Vestager was responding to a written question from Dutch MEP Jan Huitema (ALDE), who began by saying that the Carrefour announcement in November that in the next 10 months it would purchase fruit and vegetables only from French producers, meant imports of produce from other EU Member States would be blocked.

“Carrefour sees this as a means of supporting French farmers who have been hit by the Russian boycott, adverse weather conditions and low prices,” Huitema said, but he went on to ask, “if Carrefour is breaching EU competition rules with the measure and undermining free trade within the European Union.”

“What measures will the Commission take if it turns out that Carrefour has broken the rules and when will the Commission take action?” he also wrote.

Carrefour says “first of its kind” move aimed at helping French growers

In a November press release, Carrefour said  its agreement with France’s federation of vegetable producers to offer only France Origin seasonable vegetables was the “first of its kind” and “consistent with the group’s ongoing commitment to supporting farming and to working in close partnership with farmers. It will also apply to spring and summer vegetables.”

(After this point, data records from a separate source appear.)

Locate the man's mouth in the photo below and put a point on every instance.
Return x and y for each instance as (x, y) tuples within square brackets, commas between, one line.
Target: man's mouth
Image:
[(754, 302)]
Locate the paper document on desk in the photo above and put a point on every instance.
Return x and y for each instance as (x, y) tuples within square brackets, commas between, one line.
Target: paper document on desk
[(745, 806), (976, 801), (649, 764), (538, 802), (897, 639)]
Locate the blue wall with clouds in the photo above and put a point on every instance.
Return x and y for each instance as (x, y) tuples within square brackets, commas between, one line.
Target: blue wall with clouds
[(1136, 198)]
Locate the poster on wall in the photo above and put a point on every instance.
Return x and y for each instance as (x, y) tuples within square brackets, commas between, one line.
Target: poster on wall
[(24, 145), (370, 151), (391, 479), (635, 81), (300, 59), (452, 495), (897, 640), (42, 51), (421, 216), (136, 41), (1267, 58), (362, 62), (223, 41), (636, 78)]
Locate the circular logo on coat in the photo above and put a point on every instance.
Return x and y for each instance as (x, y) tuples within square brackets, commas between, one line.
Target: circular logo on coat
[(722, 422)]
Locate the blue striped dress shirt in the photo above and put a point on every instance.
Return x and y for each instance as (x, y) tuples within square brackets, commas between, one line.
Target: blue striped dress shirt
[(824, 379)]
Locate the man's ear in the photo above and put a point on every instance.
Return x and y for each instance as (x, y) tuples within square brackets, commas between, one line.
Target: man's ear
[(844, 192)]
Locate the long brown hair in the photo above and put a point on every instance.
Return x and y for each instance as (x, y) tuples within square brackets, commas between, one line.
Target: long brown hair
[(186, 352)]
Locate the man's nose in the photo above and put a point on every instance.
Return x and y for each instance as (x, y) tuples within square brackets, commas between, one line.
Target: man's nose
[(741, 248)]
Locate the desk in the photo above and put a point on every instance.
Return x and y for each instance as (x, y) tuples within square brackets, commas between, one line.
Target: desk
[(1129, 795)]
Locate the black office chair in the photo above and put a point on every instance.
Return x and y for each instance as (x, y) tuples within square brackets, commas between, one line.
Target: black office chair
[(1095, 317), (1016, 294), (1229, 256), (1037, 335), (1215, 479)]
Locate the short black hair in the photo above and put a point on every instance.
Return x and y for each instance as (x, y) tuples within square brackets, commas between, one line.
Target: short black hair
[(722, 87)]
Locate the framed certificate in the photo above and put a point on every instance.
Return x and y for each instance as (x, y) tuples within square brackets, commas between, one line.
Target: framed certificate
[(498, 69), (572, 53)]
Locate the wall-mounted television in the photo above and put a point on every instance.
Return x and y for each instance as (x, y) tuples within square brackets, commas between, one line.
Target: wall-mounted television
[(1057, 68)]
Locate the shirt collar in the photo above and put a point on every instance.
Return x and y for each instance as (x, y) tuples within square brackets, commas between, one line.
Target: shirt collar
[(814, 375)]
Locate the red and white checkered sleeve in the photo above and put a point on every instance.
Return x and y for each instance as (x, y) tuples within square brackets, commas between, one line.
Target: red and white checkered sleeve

“Following the highly unusual weather conditions that 2014 has seen, together with the serious disruptions that have resulted from the sanctions imposed on Russia, Carrefour – in partnership with Légumes de France – has decided to support French producers of everyday vegetables and promote production in France of carrots, potatoes, onions, turnips, chicory, shallots, etc. while they are in season.”

“This commitment covers all of the group’s Carrefour hypermarkets and Carrefour Market supermarkets in France – a total of nearly 1200 stores. And so that customers know what exactly they’re buying, special signage will be used to identify all France Origin products,” Carrefour said.